Origine et histoire du Château de Bourbon-l'Archambault
Le château de Bourbon-l'Archambault, mentionné dès le Xe siècle comme place fortifiée, fut initialement une villa antique appartenant aux Bituriges, puis devint le cœur de la seigneurie de Bourbon. Au XIIe siècle, les sires de Bourbon, dont la lignée des Archambault (IXe au XIIe siècles), transforment le site en une puissante forteresse de pierre, alliant leur pouvoir à celui de Cluny et des Capétiens. Le château, reconstruit en pierre à partir du XIIe siècle, est agrandi sous Philippe Auguste avec des tours rondes à bossages, probablement par Archambaud VIII.

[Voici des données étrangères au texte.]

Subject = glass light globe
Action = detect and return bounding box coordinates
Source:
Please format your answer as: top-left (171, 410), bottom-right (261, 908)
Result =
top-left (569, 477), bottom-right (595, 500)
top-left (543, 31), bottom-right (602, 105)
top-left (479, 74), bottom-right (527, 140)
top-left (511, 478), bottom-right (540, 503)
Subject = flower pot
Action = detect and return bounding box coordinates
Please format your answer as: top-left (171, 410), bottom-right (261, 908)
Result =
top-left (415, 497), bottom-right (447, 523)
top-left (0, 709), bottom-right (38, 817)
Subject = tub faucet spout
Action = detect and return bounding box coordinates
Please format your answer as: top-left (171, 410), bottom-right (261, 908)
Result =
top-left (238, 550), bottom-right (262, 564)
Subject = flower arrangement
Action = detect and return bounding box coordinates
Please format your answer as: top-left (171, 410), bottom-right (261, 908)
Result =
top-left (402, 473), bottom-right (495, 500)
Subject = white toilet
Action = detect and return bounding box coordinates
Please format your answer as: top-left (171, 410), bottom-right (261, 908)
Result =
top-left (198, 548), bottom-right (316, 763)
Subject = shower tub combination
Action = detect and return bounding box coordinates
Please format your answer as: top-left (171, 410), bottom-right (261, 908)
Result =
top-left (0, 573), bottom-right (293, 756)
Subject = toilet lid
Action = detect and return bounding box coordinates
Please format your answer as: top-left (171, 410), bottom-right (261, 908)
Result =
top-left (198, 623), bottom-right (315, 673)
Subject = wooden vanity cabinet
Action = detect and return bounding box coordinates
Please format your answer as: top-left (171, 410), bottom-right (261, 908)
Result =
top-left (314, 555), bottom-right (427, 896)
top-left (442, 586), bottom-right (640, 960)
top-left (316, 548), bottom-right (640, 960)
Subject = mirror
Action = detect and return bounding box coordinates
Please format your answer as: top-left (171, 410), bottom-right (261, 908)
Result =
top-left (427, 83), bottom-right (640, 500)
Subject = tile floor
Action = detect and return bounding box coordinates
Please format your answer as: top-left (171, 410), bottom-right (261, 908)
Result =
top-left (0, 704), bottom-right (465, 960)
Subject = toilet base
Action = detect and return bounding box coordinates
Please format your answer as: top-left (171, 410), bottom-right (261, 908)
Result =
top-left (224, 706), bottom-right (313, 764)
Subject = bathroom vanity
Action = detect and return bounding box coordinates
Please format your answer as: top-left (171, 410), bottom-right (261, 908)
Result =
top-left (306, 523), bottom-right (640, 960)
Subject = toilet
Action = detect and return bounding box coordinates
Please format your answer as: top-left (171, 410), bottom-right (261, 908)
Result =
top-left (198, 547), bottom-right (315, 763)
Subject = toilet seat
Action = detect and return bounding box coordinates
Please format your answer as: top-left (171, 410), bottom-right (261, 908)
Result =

Au XIIIe siècle, le mariage de Mahaut de Bourbon avec Guy II de Dampierre intègre le château à la maison de Bourgogne, puis à la couronne française via Béatrice de Bourgogne et Robert de Clermont (1288). Cette union donne naissance à la maison capétienne de Bourbon. Louis Ier, premier duc de Bourbon, agrandit la forteresse au XIVe siècle, y fondant une sainte chapelle pour abriter des reliques. Le château subit des assauts anglais (1356-1369) et est reconstruit par Louis II, devenant la capitale des ducs jusqu’à son déclin au profit de Moulins.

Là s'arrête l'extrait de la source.